Results pending from facility-wide testing event
A positive COVID-19 case at Clay County Care Center in Hayesville prompted our local health department last week to conduct facility-wide testing on 172 residents and staff.
Clay County Health Department Director Stephanie Johnson confirmed that a resident had tested positive, but declined to give further information to protect the person’s identity.
“The individual is in isolation at a local hospital,” Johnson said.
“As a result of having a confirmed positive case, we initiated a facility-wide testing initiative,” said Johnson. “This is a part of our Long Term Care Facility Action Plan that we completed in May that walks through such an occurrence step-by-step with standardized protocols in place that address staffing concerns and assistance, the arrangement of outside care needs, transportation needs and equipment needs both anticipated and contingent plans.”
On July 9, health department workers conducted the second facility-wide COVID-19 tests at the care center since April 17. In April the health department tested 178 people there, all of which returned negative. Testing was conducted as a precaution after a staff worker presented symptoms at a local emergency department, but that person’s test returned negative.
When asked if the July testing went as smooth as April Johnson said it did, but acknowledged both rounds of testing have been learning experiences.

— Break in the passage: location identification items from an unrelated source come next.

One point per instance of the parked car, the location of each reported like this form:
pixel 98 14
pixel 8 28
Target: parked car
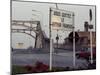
pixel 86 53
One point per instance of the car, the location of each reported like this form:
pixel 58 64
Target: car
pixel 86 53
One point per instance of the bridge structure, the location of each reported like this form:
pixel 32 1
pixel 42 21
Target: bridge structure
pixel 28 27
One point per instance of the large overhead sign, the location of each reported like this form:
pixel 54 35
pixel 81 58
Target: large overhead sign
pixel 61 19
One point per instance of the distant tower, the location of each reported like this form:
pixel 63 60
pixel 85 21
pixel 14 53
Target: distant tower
pixel 86 26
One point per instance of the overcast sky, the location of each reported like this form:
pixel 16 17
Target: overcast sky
pixel 23 11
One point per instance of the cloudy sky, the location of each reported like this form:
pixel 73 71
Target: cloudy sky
pixel 23 11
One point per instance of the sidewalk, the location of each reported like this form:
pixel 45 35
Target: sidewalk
pixel 69 54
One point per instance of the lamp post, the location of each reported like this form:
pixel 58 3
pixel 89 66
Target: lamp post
pixel 90 27
pixel 39 13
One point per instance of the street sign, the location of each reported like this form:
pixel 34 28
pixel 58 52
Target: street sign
pixel 61 19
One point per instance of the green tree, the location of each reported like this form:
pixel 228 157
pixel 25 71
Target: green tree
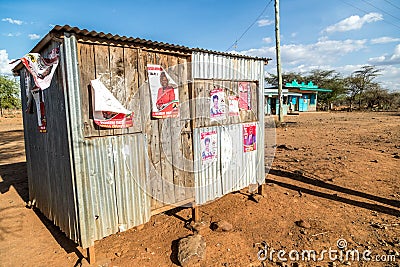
pixel 9 94
pixel 359 81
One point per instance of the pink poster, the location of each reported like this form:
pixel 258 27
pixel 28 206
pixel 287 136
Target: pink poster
pixel 164 93
pixel 217 104
pixel 233 105
pixel 249 137
pixel 108 112
pixel 208 144
pixel 244 95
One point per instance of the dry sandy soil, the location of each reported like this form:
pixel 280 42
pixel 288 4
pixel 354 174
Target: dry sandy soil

“All-in-all, this process went very smooth. From start to finish the entire testing period was less than three hours for almost 200 people,” she said. “We had taken a lot of lessons learned from the first testing we did in April and applied it to the latest round, but we also learned new ways to operate from this experience as well. Overall, I am thrilled with the collaboration between all of our staffs that made this possible.”
Results from last week’s care center tests are expected by July 17.
“We are anticipating all test results will be in no later than Friday based on the current wait times we are seeing with Lab Corp,” Johnson said.
In the meantime as has been the case since mid-March, the care center is closed to visitors and residents are not participating in group activities. Other steps have been taken as well.
“I was told the CCCC administration and nursing staff have increased their isolation protocols past what they were doing before,” said Johnson. “Staff is using extra caution with the utilization of full PPE donning for each resident and they have increased disinfection and sterilization protocols past the additional measures they enacted previously. “
Overall in Clay County, 504 people have been tested. As of Tuesday, 481 returned negative, 22 were positive and 13 were reported as recovered. There are nine active positive cases and results of 23 other tests are pending, according to the health department’s most recent update on July 14.
The 504 total reflects the April facility-wide testing at the care center, but not the July event.
When asked if there were any common threads as far as location, etc., in contact tracing positive cases in the county, Johnson said nothing specific has been defined.
“We will be releasing information later this week about some of the trends we have been noticing in testing as well as the positive cases we have had,” she said. “I will say there has been no defined common thread that stands out in terms of one particular potential transmission location for our county.”
Last week, Gov. Roy Cooper announced that testing may be requested without a doctor’s referral. In addition, testing sites have been established mostly in central North Carolina, but at this point no location or date has been announced for Clay County.
“We know that prevention methods work: washing hands for a minimum of 20 seconds with soap and hot water, wearing masks and using social distancing,” Johnson said in this week’s COVID update. “We know that more than half of our residents that have had positive tests have recovered and we know that our professional staffs are competent and capable of handling what comes our way. Lastly, we know that our community has supported us and our neighbors during this time, for which we are grateful.”